London has no shortage of dinners with a view, with the gilded towers of the city centre playing host to a range of dazzling restaurants suited for the most special occasions. Whether it’s sushi, bistro cooking or even late-night waffles, you can always find somewhere to watch the city below from the comfort of your table.
Situated high up in the former NatWest Tower – which now goes by the more enigmatic Tower 42 – is City Social, the prestigious restaurant of London superchef Jason Atherton. City Social’s views are one thing – St Paul’s Cathedral on one end and an up-close view of the Gherkin next door on the other – but its food is what keeps turning heads. Atherton’s stereotypical style includes British produce, global influence and classical technique, all of which is in full flow at City Social. Diners can expect to eat in the lap of luxury, with caviar dispensed with wanton abandon across their plates. It’s an experience that will not fail to romance you.
Find a slice of bucolic paradise in the centre of the City of London at Coq d’Argent, which brings the charms of the French farmyard to the top of the appropriately named No 1 Poultry building, complete with a heated rooftop terrace. The food is rich and refined, dedicated to the French classics of the belle époque – think cutlets of veal smothered in sauce or a fillet steak stuffed with mushroom duxelles – belt-busting stuff that’s best ordered just after payday. Its wine list is a work of literature in itself, so peruse its vintages even if you know there’s no hope of ordering a ’95 montrachet any time soon.
You can visit Duck and Waffle a hundred times and never get the same view | Courtesy of Duck and Waffle
Known all over London for being the city’s loftiest restaurant and one of its very few 24-hour establishments, Duck and Waffle is a destination du jour for the most glamorous of hungry late-night partiers. Although it constantly buzzes throughout its regular hours of service, dishing out small plates of ox cheek doughnuts, foie gras crème brûlée and the like, its star dish – the eponymous duck and waffle – is what sets tongues wagging after 3am. A crispy, fatty confit duck leg, already decadent in and of itself, is served atop a freshly baked Belgian waffle, drenched in a mustard-maple syrup and then topped with a fried duck egg. When your date night seems like it’d be derailed by a trip to a kebab shop, there’s Duck and Waffle.

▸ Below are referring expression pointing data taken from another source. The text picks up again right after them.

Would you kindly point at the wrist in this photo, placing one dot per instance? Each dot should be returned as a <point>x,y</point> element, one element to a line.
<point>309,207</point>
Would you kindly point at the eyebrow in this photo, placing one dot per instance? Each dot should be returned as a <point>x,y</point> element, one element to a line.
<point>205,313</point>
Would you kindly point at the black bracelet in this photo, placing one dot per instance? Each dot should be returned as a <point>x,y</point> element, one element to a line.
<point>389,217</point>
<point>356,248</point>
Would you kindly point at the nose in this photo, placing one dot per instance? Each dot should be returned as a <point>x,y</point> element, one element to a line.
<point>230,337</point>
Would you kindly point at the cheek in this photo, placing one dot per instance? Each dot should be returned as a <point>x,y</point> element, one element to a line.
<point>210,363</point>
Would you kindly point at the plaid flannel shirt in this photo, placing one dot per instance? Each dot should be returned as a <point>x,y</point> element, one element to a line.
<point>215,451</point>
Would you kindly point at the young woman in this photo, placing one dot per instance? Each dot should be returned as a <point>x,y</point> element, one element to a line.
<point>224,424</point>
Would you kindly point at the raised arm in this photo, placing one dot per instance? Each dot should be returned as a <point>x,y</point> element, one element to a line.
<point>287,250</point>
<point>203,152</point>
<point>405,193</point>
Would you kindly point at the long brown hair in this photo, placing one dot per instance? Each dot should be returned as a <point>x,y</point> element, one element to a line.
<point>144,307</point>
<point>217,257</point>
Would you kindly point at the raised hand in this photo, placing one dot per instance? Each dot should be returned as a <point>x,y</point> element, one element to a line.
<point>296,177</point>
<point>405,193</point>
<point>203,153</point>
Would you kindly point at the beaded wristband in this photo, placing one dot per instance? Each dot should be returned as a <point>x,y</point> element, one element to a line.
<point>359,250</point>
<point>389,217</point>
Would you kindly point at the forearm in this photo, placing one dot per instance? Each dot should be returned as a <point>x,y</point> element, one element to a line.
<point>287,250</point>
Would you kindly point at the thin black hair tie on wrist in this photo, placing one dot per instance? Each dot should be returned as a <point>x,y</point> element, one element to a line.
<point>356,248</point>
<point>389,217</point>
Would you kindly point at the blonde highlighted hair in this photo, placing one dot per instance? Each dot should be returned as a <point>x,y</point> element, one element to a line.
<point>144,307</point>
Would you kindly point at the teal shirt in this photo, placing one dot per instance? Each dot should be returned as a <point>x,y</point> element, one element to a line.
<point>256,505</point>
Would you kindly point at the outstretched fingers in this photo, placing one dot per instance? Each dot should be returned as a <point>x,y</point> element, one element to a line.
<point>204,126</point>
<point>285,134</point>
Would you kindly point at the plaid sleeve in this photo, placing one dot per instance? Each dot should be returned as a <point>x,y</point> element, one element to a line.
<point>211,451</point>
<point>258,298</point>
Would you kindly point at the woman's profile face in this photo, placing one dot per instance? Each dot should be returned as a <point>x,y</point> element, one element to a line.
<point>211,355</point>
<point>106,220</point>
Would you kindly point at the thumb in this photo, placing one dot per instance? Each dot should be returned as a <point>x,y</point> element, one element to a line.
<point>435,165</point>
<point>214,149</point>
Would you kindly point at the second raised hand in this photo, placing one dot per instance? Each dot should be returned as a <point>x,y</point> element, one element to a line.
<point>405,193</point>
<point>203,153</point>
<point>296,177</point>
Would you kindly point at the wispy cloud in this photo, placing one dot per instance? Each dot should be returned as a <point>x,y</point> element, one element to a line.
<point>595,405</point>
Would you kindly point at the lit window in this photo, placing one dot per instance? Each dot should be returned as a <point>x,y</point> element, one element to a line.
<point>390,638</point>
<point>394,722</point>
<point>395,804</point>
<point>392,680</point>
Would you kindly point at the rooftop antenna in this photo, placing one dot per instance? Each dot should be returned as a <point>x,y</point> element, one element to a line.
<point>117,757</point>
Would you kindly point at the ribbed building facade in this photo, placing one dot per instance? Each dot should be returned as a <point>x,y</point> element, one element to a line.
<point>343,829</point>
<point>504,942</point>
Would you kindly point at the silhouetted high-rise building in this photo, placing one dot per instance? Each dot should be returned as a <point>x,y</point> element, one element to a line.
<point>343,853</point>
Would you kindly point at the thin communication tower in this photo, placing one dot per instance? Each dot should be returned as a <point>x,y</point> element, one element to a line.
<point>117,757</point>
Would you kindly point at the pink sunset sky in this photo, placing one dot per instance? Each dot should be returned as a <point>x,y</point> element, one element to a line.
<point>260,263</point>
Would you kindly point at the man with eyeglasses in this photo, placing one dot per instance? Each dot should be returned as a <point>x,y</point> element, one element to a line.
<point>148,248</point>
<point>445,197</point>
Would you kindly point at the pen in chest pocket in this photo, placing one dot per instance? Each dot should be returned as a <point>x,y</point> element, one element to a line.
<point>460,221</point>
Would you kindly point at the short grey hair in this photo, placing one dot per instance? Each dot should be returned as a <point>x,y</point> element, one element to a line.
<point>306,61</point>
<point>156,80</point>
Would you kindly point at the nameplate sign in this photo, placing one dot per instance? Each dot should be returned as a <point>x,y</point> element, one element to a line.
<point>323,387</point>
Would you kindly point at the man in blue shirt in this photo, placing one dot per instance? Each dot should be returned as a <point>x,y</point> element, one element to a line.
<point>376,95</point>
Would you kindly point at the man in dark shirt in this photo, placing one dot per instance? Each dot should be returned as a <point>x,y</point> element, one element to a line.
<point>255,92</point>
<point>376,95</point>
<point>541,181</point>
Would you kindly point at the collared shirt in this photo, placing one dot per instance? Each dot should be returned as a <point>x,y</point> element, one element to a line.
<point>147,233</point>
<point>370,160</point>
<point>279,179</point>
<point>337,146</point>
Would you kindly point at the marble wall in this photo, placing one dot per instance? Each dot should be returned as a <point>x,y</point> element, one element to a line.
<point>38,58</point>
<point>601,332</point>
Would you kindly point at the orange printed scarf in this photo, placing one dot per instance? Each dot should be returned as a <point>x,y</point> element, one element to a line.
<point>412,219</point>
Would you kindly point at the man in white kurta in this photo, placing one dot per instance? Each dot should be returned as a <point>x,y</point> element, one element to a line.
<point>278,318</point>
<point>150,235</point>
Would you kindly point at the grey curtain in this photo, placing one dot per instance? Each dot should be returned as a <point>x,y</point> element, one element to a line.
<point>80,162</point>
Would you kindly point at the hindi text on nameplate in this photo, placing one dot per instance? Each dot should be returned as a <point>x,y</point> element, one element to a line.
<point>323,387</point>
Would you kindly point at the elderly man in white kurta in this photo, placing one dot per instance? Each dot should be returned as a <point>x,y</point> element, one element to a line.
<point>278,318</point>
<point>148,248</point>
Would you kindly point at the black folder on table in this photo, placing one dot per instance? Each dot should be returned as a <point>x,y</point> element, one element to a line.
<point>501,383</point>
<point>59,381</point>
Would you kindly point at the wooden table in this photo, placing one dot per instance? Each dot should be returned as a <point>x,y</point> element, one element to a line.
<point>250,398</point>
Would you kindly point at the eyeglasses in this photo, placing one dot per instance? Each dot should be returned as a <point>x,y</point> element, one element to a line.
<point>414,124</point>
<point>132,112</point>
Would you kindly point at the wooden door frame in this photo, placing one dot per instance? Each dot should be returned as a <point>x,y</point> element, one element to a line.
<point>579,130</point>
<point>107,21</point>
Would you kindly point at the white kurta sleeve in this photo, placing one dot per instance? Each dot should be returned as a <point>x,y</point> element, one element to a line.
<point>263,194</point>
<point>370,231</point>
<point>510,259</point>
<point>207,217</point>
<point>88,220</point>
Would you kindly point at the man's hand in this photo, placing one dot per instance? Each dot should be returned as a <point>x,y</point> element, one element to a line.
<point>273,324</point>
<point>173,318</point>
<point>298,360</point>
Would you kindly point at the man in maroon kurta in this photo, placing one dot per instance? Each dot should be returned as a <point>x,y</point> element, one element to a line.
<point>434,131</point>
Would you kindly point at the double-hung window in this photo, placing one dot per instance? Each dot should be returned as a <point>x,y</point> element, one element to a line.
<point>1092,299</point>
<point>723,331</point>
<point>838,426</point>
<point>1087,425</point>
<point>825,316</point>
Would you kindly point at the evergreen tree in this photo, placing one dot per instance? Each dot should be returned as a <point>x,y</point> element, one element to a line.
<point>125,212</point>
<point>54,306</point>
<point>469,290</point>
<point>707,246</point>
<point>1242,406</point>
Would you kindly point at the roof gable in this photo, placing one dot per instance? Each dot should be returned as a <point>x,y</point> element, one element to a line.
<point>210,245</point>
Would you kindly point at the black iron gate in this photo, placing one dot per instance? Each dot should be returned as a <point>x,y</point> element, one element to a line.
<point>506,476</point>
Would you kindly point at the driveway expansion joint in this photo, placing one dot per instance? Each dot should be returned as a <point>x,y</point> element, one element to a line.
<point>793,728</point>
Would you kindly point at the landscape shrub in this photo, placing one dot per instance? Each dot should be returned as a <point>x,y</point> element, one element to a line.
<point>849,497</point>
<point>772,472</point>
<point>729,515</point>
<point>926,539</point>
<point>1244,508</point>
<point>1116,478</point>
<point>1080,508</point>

Oblix has two different dining rooms, with two entirely different views of London | Courtesy of Oblix
Tucked away in the rafters of the famous Shard is Oblix, a restaurant that tailors to your every need – even your choice of view, as it has eastward and westward dining rooms. If you’re more for robust grills and bracing cocktails, Oblix East is the place for you, allowing you a panorama of the city’s ever-regenerating industrial and financial centre. For the full fine-dining experience, Oblix West – with its view of the city’s bright lights and busy bars – is a lot more refined and offers some of London’s best seafood. Whichever you choose, both would yield an unforgettable evening.
The OXO Tower Restaurant, an unashamedly modern, glitzy space on the banks of the Thames, boasts some of the cleverest British cooking in the city, alongside near-unparalleled views of the city centre. Jeremy Bloor’s menu, which comes in à la carte and tasting forms, utilises the best produce on hand in the United Kingdom and carefully treats it with a sense of invention that is guaranteed to delight. Beef cheeks are rolled into bonbons, while a rich champagne sauce dresses the wild bass. It’s a luxury that you can enjoy. Its vegan and vegetarian menus are equally thoughtful, in a way that few restaurants of the same standard manage to do.
Plateau offers liveliness and luxury in the centre of London’s business district, Canary Wharf | Courtesy of Plateau Restaurant
Sitting on the border of Canada Place in Canary Wharf, Plateau boasts a truly sensational view of the cityscape. The restaurant features two dining rooms: one more formal main space for fine dining, and a more relaxed grill area. Take your companion out onto one of the restaurant’s two outdoor terraces and look out to the bustling city below. Plateau’s variety of delicious dishes is more than a match for the fabulous views – try the roast Yorkshire Moors grouse served with game chips and covered in watercress and a red-wine sauce.
Nestled in the hallowed halls of the Royal Festival Hall, located on the South Bank, is Skylon. Its position on the third floor and the vast floor-to-ceiling windows offer stunning views across the Thames and towards the city. Skylon serves a host of inventive, luxurious dishes – such as the dry-aged fillet of beef with black garlic, parsnips and bone marrow – which look ornate on the plate but pack a punch in terms of flavour. If you fancy a truly special night out in the West End, the restaurant also offers pre- and post-theatre dining options.
Equal parts Japanese, Brazilian and Peruvian, SUSHISAMBA – nestled high up on the 38th and 39th floors of 110 Bishopsgate – is the place to see and be seen in the heart of the City of London. Standing tall as the second-highest restaurant in London and with floor-to-ceiling windows on three sides, this space beguiles its guests with its immersive views of the city at night. Order yourself a moqueca mista – a platter of jumbo shrimp, squid, sea bass and mussels with coconut milk, dende oil and chimichurri rice – and you’ll catch a feeling for why people fall in love with SUSHISAMBA.
Head up to the 35th floor of The Shard to Ting Restaurant – an elegant European-style restaurant with just a touch of Asian influence. Tucked into the Shangri-La Hotel, Ting – named after the Mandarin word for ‘living room’ – deploys flavours such as Chinese five spice, shiso and soy to robust staples of British cooking like pork belly and suckling pig, making for a meal that’s equal parts smart and satisfying. Splash out for the six-course taster with paired wines for the full experience, and let the chef de cuisine, Scot Paterson, take you on a journey.